Nous travaillons à construire ces grilles d’évaluation. Nous nous sommes aussi penchés sur l’acceptabilité de ces outils, sur le plan technique et sociétal. Il faut encadrer ces innovations pour éviter que ce ne soit le Far West. Un like n’est pas de la science. Nous devons construire un consensus avec toutes les parties prenantes, ingénieurs, informaticiens, entrepreneurs, investisseurs mais aussi médecins, infirmiers, psychologues et patients, car les temporalités et les besoins des uns et des autres sont différents. Le patient doit être au cœur de la création de ces outils.

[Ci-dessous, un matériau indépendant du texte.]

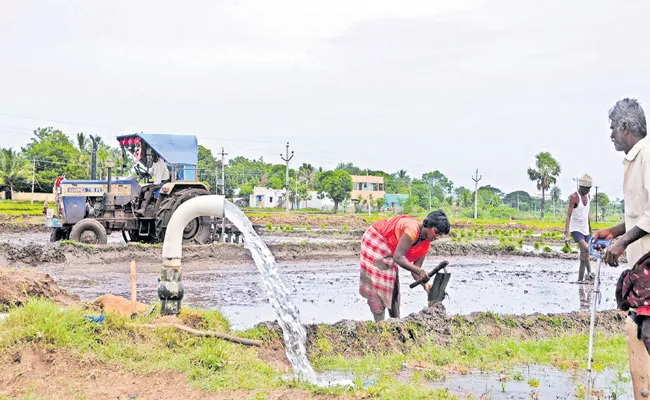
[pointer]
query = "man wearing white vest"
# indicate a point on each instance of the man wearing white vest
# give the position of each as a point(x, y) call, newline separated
point(578, 225)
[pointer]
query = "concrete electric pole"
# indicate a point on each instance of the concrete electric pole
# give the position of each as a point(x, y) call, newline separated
point(286, 183)
point(476, 179)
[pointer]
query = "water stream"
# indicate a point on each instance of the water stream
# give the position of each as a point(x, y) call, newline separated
point(293, 332)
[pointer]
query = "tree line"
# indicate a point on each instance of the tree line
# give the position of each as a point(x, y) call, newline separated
point(51, 153)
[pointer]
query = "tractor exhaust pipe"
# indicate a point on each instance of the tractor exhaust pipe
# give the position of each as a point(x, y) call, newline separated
point(170, 287)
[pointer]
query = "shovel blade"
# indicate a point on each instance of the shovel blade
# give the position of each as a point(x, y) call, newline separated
point(438, 287)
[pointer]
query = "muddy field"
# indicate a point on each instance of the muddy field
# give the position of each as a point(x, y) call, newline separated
point(324, 281)
point(328, 291)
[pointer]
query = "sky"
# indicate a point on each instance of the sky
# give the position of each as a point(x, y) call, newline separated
point(453, 86)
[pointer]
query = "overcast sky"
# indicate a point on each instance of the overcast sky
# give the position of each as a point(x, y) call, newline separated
point(420, 86)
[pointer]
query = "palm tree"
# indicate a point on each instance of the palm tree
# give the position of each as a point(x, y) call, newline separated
point(308, 174)
point(83, 143)
point(13, 167)
point(545, 174)
point(555, 196)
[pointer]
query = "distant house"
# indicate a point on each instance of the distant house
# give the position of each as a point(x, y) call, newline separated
point(267, 198)
point(363, 186)
point(395, 202)
point(324, 204)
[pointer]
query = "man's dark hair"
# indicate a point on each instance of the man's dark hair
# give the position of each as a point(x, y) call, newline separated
point(628, 115)
point(437, 219)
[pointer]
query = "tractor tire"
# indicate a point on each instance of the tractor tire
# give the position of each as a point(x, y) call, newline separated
point(197, 231)
point(56, 235)
point(89, 231)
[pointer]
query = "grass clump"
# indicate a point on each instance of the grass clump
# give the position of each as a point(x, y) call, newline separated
point(209, 363)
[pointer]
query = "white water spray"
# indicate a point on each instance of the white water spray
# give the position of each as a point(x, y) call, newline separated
point(293, 331)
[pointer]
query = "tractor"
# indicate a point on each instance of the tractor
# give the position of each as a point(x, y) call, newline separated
point(89, 211)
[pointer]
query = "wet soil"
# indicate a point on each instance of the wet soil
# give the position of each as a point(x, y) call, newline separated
point(44, 374)
point(325, 287)
point(552, 384)
point(19, 285)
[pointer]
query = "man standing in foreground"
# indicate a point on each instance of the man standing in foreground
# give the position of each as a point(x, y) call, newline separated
point(628, 125)
point(578, 225)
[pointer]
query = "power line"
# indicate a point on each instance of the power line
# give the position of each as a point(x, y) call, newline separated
point(60, 122)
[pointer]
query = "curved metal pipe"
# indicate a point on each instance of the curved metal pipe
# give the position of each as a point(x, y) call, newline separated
point(170, 287)
point(200, 206)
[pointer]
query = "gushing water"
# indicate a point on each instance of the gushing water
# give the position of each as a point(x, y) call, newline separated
point(293, 332)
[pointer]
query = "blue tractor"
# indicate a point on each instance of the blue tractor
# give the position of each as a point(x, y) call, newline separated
point(90, 210)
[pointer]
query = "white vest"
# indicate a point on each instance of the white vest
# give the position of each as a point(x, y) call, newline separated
point(580, 217)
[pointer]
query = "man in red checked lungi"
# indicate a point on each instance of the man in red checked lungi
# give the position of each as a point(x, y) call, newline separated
point(400, 241)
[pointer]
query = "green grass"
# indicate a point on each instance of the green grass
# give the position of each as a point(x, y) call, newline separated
point(208, 363)
point(486, 354)
point(8, 207)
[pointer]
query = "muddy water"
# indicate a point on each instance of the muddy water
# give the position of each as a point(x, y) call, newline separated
point(551, 383)
point(328, 291)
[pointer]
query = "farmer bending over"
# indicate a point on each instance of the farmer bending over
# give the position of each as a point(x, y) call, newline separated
point(578, 225)
point(400, 241)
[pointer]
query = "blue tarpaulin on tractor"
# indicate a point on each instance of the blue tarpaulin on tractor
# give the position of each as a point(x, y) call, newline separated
point(175, 149)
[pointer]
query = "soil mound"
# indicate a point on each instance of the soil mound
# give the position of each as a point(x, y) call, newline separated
point(19, 286)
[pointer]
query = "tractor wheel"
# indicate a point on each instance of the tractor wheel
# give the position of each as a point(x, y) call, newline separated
point(197, 231)
point(88, 231)
point(56, 235)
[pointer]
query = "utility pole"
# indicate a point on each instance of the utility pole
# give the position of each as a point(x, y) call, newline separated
point(476, 179)
point(596, 203)
point(33, 177)
point(296, 202)
point(518, 202)
point(223, 191)
point(368, 183)
point(286, 184)
point(93, 159)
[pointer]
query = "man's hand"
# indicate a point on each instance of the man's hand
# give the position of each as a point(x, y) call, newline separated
point(423, 274)
point(614, 252)
point(605, 234)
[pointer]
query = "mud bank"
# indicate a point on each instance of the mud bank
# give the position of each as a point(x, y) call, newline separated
point(356, 338)
point(67, 252)
point(19, 286)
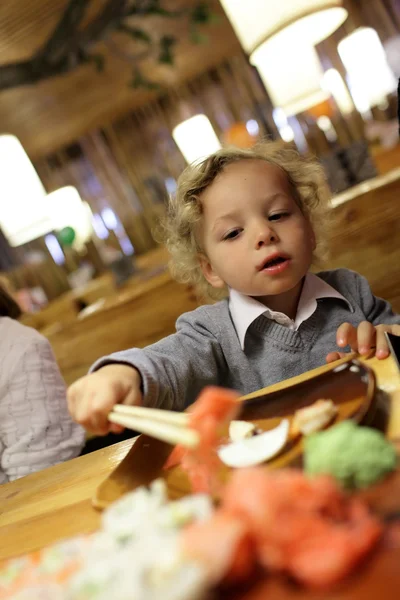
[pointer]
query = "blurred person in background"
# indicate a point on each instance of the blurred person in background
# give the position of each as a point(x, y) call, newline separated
point(36, 430)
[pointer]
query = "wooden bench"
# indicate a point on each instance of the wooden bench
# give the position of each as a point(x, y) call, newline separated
point(365, 234)
point(136, 319)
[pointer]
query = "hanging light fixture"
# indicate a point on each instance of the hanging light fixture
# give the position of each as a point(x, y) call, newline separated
point(293, 79)
point(279, 37)
point(23, 214)
point(370, 77)
point(196, 138)
point(299, 21)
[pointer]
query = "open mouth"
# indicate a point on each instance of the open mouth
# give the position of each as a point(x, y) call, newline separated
point(274, 262)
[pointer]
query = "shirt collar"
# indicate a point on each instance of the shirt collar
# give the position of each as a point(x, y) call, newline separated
point(245, 310)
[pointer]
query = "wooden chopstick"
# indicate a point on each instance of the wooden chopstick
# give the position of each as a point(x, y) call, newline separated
point(155, 414)
point(172, 433)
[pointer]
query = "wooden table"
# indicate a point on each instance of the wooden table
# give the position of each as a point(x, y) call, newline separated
point(56, 503)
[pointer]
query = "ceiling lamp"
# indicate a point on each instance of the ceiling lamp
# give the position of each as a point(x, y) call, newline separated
point(292, 78)
point(23, 214)
point(279, 37)
point(370, 77)
point(196, 138)
point(300, 21)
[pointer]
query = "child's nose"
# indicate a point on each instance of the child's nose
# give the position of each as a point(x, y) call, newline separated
point(265, 236)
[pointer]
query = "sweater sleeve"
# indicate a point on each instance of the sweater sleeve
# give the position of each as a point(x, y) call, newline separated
point(377, 311)
point(175, 369)
point(36, 430)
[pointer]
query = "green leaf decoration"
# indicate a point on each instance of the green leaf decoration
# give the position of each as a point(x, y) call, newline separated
point(136, 33)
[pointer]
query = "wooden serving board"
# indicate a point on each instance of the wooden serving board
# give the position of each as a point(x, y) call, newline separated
point(349, 383)
point(352, 390)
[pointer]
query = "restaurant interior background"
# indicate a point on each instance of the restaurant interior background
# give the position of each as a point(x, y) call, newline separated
point(109, 108)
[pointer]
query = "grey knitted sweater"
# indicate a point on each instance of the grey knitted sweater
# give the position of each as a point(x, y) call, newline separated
point(205, 349)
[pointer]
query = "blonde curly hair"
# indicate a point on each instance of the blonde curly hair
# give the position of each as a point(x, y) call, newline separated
point(306, 178)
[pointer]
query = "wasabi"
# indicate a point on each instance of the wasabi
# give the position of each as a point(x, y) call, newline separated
point(355, 456)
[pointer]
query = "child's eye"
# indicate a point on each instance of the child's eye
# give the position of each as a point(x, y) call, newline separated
point(231, 235)
point(278, 216)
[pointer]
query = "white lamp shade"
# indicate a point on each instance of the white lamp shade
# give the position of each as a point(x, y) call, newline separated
point(333, 83)
point(304, 21)
point(23, 214)
point(292, 78)
point(196, 138)
point(66, 209)
point(370, 77)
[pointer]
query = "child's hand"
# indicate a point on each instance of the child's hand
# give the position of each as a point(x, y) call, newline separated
point(92, 397)
point(366, 339)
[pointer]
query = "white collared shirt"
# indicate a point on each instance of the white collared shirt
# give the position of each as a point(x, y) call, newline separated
point(244, 309)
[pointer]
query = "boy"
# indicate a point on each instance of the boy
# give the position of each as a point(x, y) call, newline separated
point(242, 226)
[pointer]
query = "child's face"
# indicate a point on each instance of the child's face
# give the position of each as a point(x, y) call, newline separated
point(250, 218)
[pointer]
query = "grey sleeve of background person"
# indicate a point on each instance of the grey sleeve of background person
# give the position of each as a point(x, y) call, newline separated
point(377, 311)
point(175, 369)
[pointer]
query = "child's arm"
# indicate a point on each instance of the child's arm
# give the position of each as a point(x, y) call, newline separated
point(168, 374)
point(368, 336)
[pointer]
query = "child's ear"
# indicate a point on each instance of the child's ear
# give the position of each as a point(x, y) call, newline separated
point(208, 271)
point(313, 239)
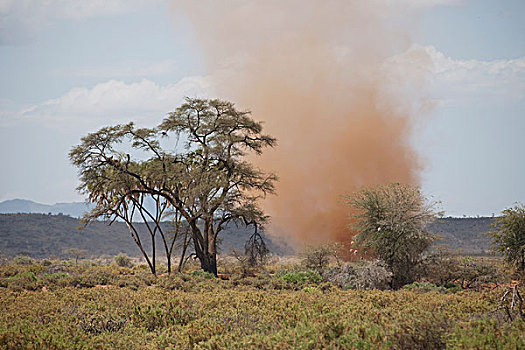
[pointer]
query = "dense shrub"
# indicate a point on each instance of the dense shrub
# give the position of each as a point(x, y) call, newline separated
point(135, 310)
point(360, 275)
point(301, 277)
point(23, 260)
point(123, 260)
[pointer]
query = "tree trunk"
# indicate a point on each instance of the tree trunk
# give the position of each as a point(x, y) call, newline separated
point(153, 257)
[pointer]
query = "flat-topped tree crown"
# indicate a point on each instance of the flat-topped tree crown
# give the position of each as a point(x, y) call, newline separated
point(207, 185)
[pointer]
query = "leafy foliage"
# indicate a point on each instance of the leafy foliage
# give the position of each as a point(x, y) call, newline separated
point(65, 309)
point(392, 224)
point(509, 236)
point(207, 186)
point(123, 260)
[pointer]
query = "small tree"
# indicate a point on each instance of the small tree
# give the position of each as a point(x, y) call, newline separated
point(509, 236)
point(207, 186)
point(77, 253)
point(392, 225)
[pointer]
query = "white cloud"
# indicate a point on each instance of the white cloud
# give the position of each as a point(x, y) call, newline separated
point(21, 19)
point(112, 102)
point(122, 70)
point(454, 81)
point(425, 3)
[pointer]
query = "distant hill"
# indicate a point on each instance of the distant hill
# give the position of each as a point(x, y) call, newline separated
point(44, 235)
point(74, 209)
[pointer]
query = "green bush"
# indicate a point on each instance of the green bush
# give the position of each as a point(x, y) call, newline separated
point(23, 260)
point(301, 277)
point(24, 280)
point(123, 260)
point(203, 274)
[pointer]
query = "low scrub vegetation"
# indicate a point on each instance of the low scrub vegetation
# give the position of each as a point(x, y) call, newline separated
point(62, 305)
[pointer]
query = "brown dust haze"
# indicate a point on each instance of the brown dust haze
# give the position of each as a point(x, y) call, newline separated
point(314, 72)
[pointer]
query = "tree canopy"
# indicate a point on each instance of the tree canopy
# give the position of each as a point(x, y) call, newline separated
point(392, 224)
point(509, 236)
point(204, 186)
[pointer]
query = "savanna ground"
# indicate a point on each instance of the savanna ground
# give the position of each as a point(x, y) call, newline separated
point(53, 304)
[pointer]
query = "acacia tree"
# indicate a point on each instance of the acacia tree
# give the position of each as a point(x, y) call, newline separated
point(509, 236)
point(207, 185)
point(392, 224)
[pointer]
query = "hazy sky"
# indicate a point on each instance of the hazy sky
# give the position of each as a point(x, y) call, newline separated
point(69, 67)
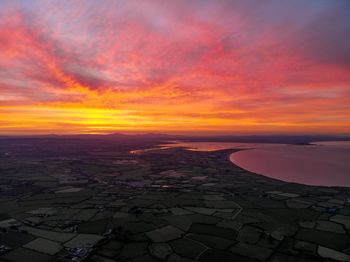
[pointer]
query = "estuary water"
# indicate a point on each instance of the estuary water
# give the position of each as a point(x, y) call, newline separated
point(321, 163)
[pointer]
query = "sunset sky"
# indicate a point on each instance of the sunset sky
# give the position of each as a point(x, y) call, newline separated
point(209, 67)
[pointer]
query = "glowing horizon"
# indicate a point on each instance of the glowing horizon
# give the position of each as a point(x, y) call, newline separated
point(177, 67)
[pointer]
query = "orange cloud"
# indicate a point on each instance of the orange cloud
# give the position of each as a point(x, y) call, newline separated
point(72, 68)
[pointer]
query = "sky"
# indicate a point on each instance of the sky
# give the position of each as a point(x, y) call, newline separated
point(203, 67)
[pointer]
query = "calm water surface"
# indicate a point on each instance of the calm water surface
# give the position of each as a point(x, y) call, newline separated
point(322, 163)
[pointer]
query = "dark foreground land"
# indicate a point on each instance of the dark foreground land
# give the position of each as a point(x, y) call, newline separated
point(92, 200)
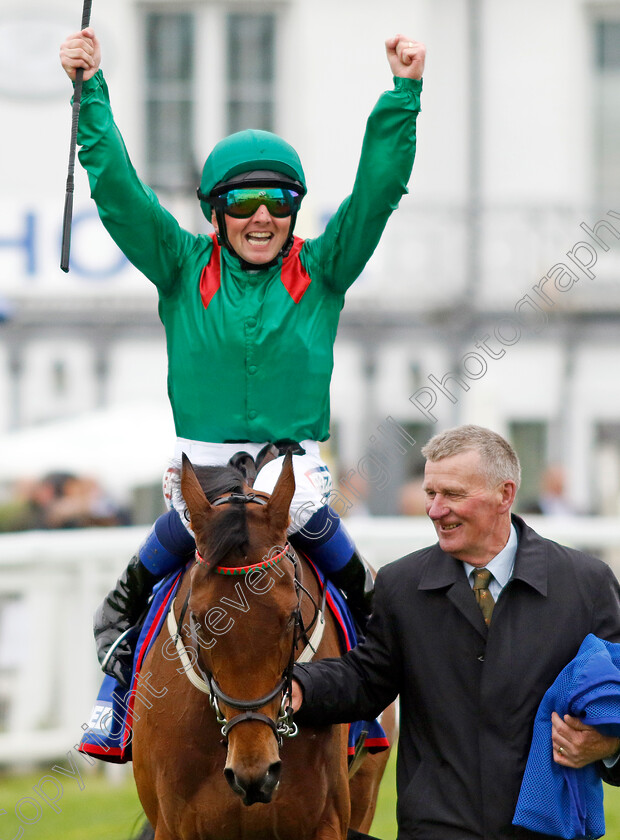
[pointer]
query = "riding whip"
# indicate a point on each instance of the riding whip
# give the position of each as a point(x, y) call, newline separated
point(77, 97)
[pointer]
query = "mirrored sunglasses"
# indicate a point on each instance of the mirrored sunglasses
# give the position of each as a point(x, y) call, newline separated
point(243, 203)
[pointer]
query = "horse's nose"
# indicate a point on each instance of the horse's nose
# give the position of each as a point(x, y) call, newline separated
point(255, 790)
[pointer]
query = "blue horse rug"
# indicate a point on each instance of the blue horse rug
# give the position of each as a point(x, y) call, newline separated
point(108, 734)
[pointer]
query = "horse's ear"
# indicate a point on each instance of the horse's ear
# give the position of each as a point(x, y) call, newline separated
point(282, 496)
point(195, 499)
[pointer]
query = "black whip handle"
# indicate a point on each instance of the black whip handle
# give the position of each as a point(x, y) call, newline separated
point(75, 118)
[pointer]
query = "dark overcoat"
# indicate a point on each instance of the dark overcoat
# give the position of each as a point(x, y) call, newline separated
point(468, 695)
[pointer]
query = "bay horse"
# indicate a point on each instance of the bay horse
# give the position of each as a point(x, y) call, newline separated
point(243, 612)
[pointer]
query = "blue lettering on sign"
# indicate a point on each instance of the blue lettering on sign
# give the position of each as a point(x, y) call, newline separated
point(27, 242)
point(101, 272)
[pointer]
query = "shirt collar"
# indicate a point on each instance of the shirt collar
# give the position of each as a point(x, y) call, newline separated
point(502, 565)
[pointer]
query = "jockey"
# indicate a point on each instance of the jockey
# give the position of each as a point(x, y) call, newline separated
point(250, 314)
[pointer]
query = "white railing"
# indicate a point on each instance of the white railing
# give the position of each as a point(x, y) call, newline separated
point(51, 583)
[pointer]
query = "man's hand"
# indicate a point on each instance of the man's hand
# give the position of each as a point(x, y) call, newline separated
point(81, 50)
point(297, 695)
point(406, 57)
point(575, 744)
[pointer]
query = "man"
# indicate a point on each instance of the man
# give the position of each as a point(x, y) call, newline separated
point(250, 314)
point(471, 675)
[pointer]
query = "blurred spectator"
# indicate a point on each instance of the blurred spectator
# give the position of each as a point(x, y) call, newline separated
point(552, 499)
point(411, 498)
point(60, 500)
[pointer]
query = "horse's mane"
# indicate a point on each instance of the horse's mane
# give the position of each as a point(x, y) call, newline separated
point(230, 533)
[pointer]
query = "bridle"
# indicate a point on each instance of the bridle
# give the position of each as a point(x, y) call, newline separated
point(283, 726)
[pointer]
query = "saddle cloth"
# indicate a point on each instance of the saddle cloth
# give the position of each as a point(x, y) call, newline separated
point(108, 734)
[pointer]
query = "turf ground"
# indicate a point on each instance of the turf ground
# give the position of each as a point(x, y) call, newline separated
point(106, 810)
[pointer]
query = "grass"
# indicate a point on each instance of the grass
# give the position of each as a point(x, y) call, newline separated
point(109, 809)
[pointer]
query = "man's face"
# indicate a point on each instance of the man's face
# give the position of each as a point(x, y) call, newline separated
point(472, 519)
point(259, 239)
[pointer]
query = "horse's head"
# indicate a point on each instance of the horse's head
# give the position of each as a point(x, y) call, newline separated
point(244, 610)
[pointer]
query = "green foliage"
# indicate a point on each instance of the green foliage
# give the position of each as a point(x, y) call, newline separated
point(103, 810)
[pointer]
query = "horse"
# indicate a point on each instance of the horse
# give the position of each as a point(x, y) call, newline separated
point(217, 755)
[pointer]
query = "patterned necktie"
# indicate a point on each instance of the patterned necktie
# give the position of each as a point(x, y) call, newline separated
point(484, 598)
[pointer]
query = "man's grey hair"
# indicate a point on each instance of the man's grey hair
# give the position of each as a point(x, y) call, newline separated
point(498, 459)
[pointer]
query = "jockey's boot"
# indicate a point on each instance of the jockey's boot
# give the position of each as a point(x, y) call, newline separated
point(328, 544)
point(119, 618)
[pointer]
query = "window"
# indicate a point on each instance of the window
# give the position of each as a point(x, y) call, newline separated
point(170, 100)
point(250, 42)
point(607, 113)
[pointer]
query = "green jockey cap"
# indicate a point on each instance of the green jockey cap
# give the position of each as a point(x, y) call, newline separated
point(246, 151)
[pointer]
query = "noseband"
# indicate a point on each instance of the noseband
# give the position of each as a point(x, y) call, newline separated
point(283, 726)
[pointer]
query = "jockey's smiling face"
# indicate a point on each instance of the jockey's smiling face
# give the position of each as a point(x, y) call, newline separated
point(259, 239)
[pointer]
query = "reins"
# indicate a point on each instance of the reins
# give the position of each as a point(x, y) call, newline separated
point(284, 725)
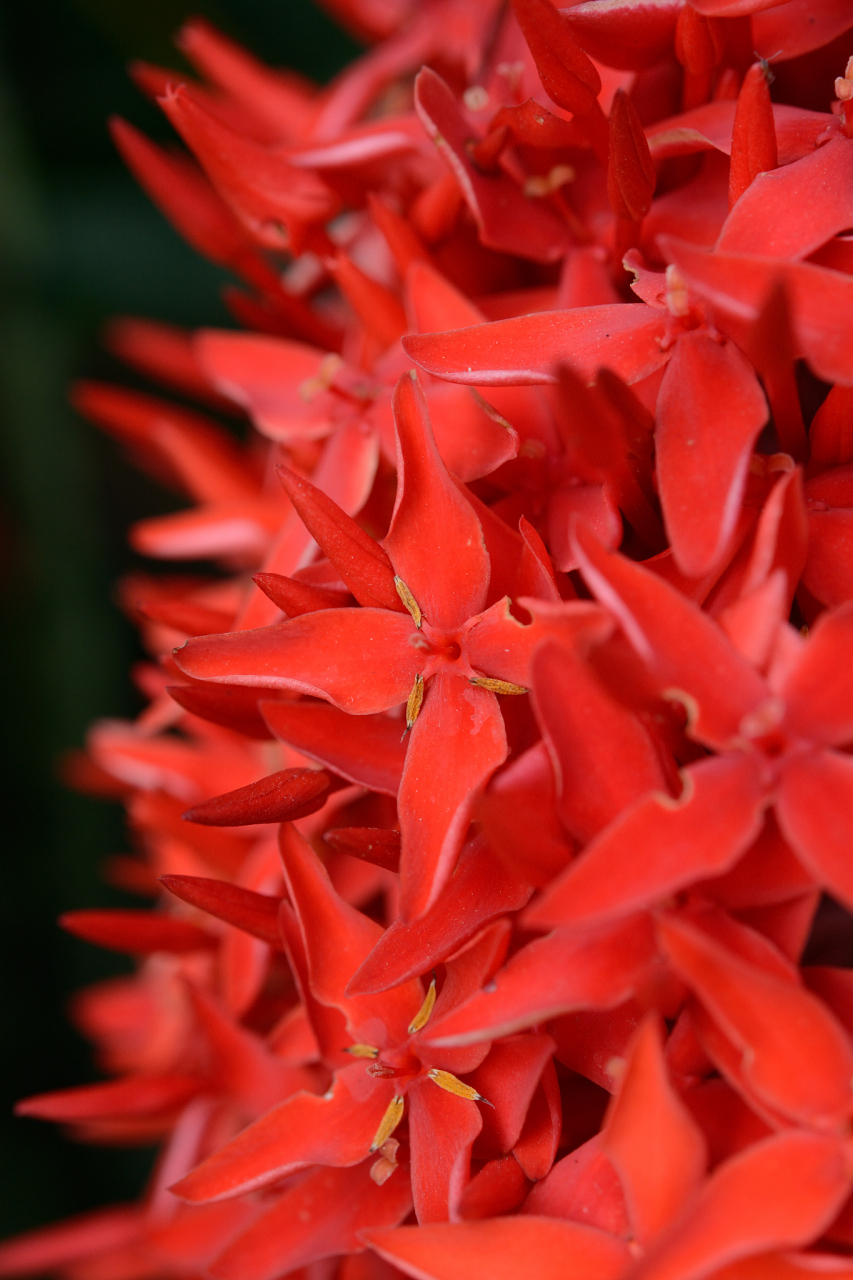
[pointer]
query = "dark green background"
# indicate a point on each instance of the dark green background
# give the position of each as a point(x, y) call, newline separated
point(78, 242)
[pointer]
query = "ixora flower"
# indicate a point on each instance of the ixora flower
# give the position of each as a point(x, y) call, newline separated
point(500, 771)
point(424, 636)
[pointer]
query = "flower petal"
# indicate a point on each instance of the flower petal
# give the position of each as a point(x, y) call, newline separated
point(656, 1147)
point(528, 348)
point(710, 411)
point(436, 540)
point(815, 809)
point(480, 890)
point(570, 969)
point(455, 746)
point(359, 659)
point(660, 845)
point(306, 1129)
point(779, 1193)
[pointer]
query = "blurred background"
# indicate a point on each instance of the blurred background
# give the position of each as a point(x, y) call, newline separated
point(78, 243)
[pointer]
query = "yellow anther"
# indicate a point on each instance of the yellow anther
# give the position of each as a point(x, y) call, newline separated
point(389, 1121)
point(497, 686)
point(363, 1051)
point(447, 1082)
point(409, 600)
point(423, 1014)
point(415, 702)
point(323, 379)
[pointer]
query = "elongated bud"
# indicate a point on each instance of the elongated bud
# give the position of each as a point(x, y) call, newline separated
point(370, 844)
point(136, 932)
point(566, 72)
point(753, 140)
point(252, 913)
point(630, 172)
point(359, 558)
point(388, 1123)
point(277, 798)
point(297, 598)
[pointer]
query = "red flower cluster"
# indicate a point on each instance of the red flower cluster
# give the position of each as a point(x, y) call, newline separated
point(501, 824)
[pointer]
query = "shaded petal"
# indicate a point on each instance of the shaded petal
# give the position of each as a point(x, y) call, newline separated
point(583, 1187)
point(710, 411)
point(359, 659)
point(503, 1248)
point(507, 219)
point(528, 348)
point(480, 890)
point(455, 746)
point(737, 286)
point(319, 1217)
point(660, 845)
point(436, 540)
point(815, 810)
point(570, 969)
point(442, 1129)
point(365, 749)
point(680, 644)
point(819, 691)
point(779, 1193)
point(794, 1055)
point(792, 211)
point(509, 1078)
point(656, 1147)
point(334, 1129)
point(337, 938)
point(602, 757)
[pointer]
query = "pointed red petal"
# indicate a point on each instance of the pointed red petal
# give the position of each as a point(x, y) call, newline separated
point(648, 1116)
point(442, 1129)
point(503, 1248)
point(680, 644)
point(570, 969)
point(480, 890)
point(457, 743)
point(658, 845)
point(436, 540)
point(277, 798)
point(254, 913)
point(360, 561)
point(365, 749)
point(360, 659)
point(137, 932)
point(322, 1216)
point(370, 844)
point(602, 755)
point(793, 1052)
point(779, 1193)
point(815, 808)
point(711, 410)
point(528, 348)
point(819, 691)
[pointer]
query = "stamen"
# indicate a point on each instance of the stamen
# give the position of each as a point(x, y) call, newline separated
point(409, 600)
point(389, 1121)
point(325, 375)
point(447, 1082)
point(497, 686)
point(423, 1014)
point(415, 703)
point(363, 1051)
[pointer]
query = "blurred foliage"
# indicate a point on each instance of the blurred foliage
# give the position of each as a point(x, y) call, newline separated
point(77, 242)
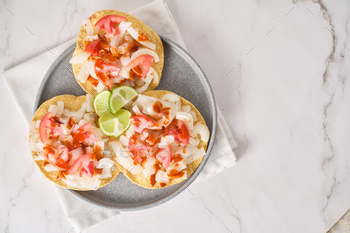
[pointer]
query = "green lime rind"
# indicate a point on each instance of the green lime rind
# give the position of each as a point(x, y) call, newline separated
point(100, 102)
point(116, 124)
point(121, 96)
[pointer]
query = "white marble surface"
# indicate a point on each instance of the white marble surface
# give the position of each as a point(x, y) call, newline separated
point(287, 100)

Les soignants sont-ils prêts à s’en emparer ?

En 2017, nous avions évalué l’acceptabilité sociale et pratique des applis, auprès de 600 psychiatres et 2 000 infirmières. Elle était très faible, soit parce que les professionnels ne les connaissaient pas, soit parce qu’ils y voyaient des risques trop importants.

L’acceptabilité dépend de plusieurs critères. L’outil est-il efficace ? Efficient, tant sur le plan cognitif que technique ? Le temps passé à se l’approprier est-il proportionnel à l’objectif ? Quels sont la fiabilité perçue, les coûts et les risques que la personne y entrevoit ?

Il existe en outre une dimension plus sociétale autour de la sécurisation des données, des bénéfices et coûts pour le collectif… Les réponses à ces questions déterminent la façon dont une société accepte les transformations de ses pratiques.

En quoi les pratiques médicales, notamment en psychiatrie, peuvent-elles être bouleversées ?

Ces outils vont capter des réalités qu’on ne perçoit pas, dans notre discipline qui repose sur le face-à-face subjectif et l’observation clinique. Cela démultiplie le potentiel thérapeutique. Il nous faudra intégrer ces outils dans les algorithmes décisionnels, et trouver des règles de prescription. Ils invitent à imaginer de nouvelles façons de traiter.

En enregistrant nos comportements en continu, les applications peuvent nous renseigner de manière plus fiable que la parole du patient et de sa famille sur la qualité de son sommeil, par exemple. Elles peuvent livrer un phénotype numérique, des signatures de comportements, et émettre des alertes – charge au médecin de savoir s’il faut les prendre en compte. Elles ont le pouvoir de modifier la relation médecin-patient et les pratiques, comme jadis le stéthoscope l’a fait. Elles augmentent notre capacité à soigner, mais ne nous remplacent pas. En revanche, notre ego risque d’en prendre un coup. Et le manque de formation des étudiants sur ces sujets est regrettable.

Êtes-vous étonné que l’IA parvienne à se montrer aussi voire plus empathique qu’un médecin ?

Ce n’est pas étonnant : l’IA sait simuler un comportement et reconnaître des émotions, même si le robot n’a aucune conscience de lui-même. En miroir, nous sommes capables d’attribuer de l’agentivité à du non-vivant (comme un nounours ou la chaise sur laquelle on s’est cogné). Il est important alors, sur le plan éthique, de préciser à l’utilisateur qu’il converse avec un robot.

Quels sont les risques de ces applis ?

Une partie sont inhérents à l’informatique et concernent la protection et la propriété des données. Il existe aussi des risques d’erreur : l’outil doit être fiable et apporter un réel bénéfice. Nous nous interrogeons aussi sur la transformation de la notion de la santé. Qu’est-ce qu’implique le repérage précoce ? Être en bonne santé est-il un impératif ? Pour l’heure, il me semble que ces outils doivent s’appliquer d’abord aux sujets qui ont des troubles. Et ne nous méprenons pas, l’acceptabilité chez les patients psychiatriques est tout aussi aléatoire qu’en population générale, ils ne sont pas plus réticents.